Tile wipers in Amsterdam, at the Dutch National Championships last year.Statue Marcel van den Bergh / de Volkskrant

It’s a well-known fact: if you want to change people’s behaviour, it helps to make a game out of it. This also applies to greening the surroundings of residential houses. Gardens full of paving stones are bad for biodiversity, increase the risk of flooding and further increase the temperature in the already warmer summers.

At the moment, the average garden owner in the Netherlands opts for convenience rather than green. In some cities according to Wageningen University up to 70 percent of the surface is built up and paved. The NK Tegelwippen tries to counter that. Tiles out – grass, flowerbeds and trees in it. And then declare a winner.

What started in 2020 as a battle between Amsterdam and Rotterdam has grown into a national competition. Last year, 81 municipalities already took part in the competition, supported by the Ministry of Infrastructure and Water Management. 136 municipalities registered for the last edition, which ran from March to October.

Photo proof

In order for the competition to be fair, participants had to prove with photos which surface they had greened.
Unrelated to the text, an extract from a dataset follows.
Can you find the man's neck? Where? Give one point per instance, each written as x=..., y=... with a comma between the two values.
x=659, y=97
Clinkers, pebbles and boulders were converted to the standard paving stone format of 30 by 30 centimetres. In total, people removed more than 2.8 million tiles, or about 250,000 square meters of stone – an area the size of 35 football fields. Those who replaced stone not with grass, for example, but with gravel, were allowed to count half of their square meters: no greenery, but good for drainage.
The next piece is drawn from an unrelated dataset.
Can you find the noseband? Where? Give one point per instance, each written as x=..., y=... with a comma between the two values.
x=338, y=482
Frenk van Harreveld, professor of social psychology at the University of Amsterdam, thinks the NK Tegelwippen is ‘a very smart move’. People are more inclined to sustainable behavior when it yields results. In this case, that reward is social. ‘You do it together with others,’ says Van Harreveld. ‘That connects you to your own city or to your own street.’

Moreover, when tiling, participants immediately see the impact of their work. That helps enormously, says Van Harreveld. ‘With environmentally conscious behavior it often feels to people as if they are carrying water to the sea, but here you can see very concretely the number of tiles that have been lifted.’

The Dutch champion, converted to population, is Hollands Kroon. On average, the nearly 50,000 inhabitants of the Noord-Holland municipality removed 3.1 tiles each. In absolute numbers, The Hague removed the most stones: 306 thousand.

One third of the participating municipalities took part in a competition within the competition: a derby in which cities or villages competed against the rival. ‘Amsterdam against Rotterdam is an example’, says initiator Eva Braaksma of campaign agency Frank Lee. ‘But also Maastricht against Sittard. That stirs up the fight.’

The derby that nine municipalities from Twente fought against each other proves that the competition element works. Converted to population, five of them – Oldenzaal, Almelo, Losser, Hengelo and Borne – finished in the national top 10.

Down to own success

Municipalities tried to entice their inhabitants with subsidies or other aid to join the fray. For example, Rotterdam and Waalwijk are using a tile taxi to help residents get rid of their thrown tiles. In the latter municipality, the tile taxi had to drive two extra laps to meet the demand.

The greening that the NK Tile Lights results in must be seen in perspective. About 480 hectares of forest surface disappears in the Netherlands every year, a survey showed last year analysis of Wageningen University, an area almost twenty times the size of the area that the tile wipers jointly made green last year.

As a result, the organization of the competition will not be slowed down: registration for next year is already open. The ultimate goal of the National Championships? Succumb to his own success. ‘Actually, we want the competition to be no longer necessary,’ says Braaksma, ‘because there is no longer any pointless paving in Dutch gardens’.